- Dla mnie to jest ustawa pudrująca – powiedział Michał Maliński reprezentujący Konfederację i Ruch Narodowy.
- Ta cała batalia o sądownictwo ciągnie się już drugą kadencję i mamy do czynienia z sytuacją patową. W dużym uproszczeniu mamy sędziów, którzy są orientacji liberalnej, pokrewnej z opozycją totalną, a wszystkie zmiany, które mają na celu odwrócić ten stan rzeczy są stricte kadrowe i mają personalnie zmienić obsadę sądów, na takich którzy byliby przychylni obecnej władzy. Prawda jest taka, że potrzebujemy głębokiej reformy całego wymiaru sądownictwa. Ruch Narodowy mocno to akcentował w kampanii, potrzeba parametryzacji sądów, zwiększenia udziału asystentów sędziego, żeby co najmniej jeden asystent przypadał na jednego sędziego – mówił Maliński.

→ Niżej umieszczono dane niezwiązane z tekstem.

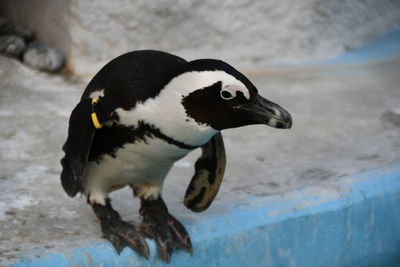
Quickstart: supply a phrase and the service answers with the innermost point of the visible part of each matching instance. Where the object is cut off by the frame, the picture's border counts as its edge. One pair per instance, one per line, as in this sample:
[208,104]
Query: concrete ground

- Opozycja zastanawia się nad tym kto ma wybierać tych sędziów, czy jest to zgodne z Konstytucją – mówił Michał Gniatkowski z Forum młodych PiS. - Ja mam tutaj artykuł 187 Konstytucji, artykuł 4. I cytuję „Ustrój, zakres działania i tryb pracy Krajowej Rady Sądownictwa oraz sposób wyboru jej członków określa ustawa.”. Ustawę określa sejm i wszyscy co są w rządzie. Nie można tej ustawy nazwać kagańcową. W Niemczech np. sędziów wybierają politycy i nikt z tym nie ma problemów.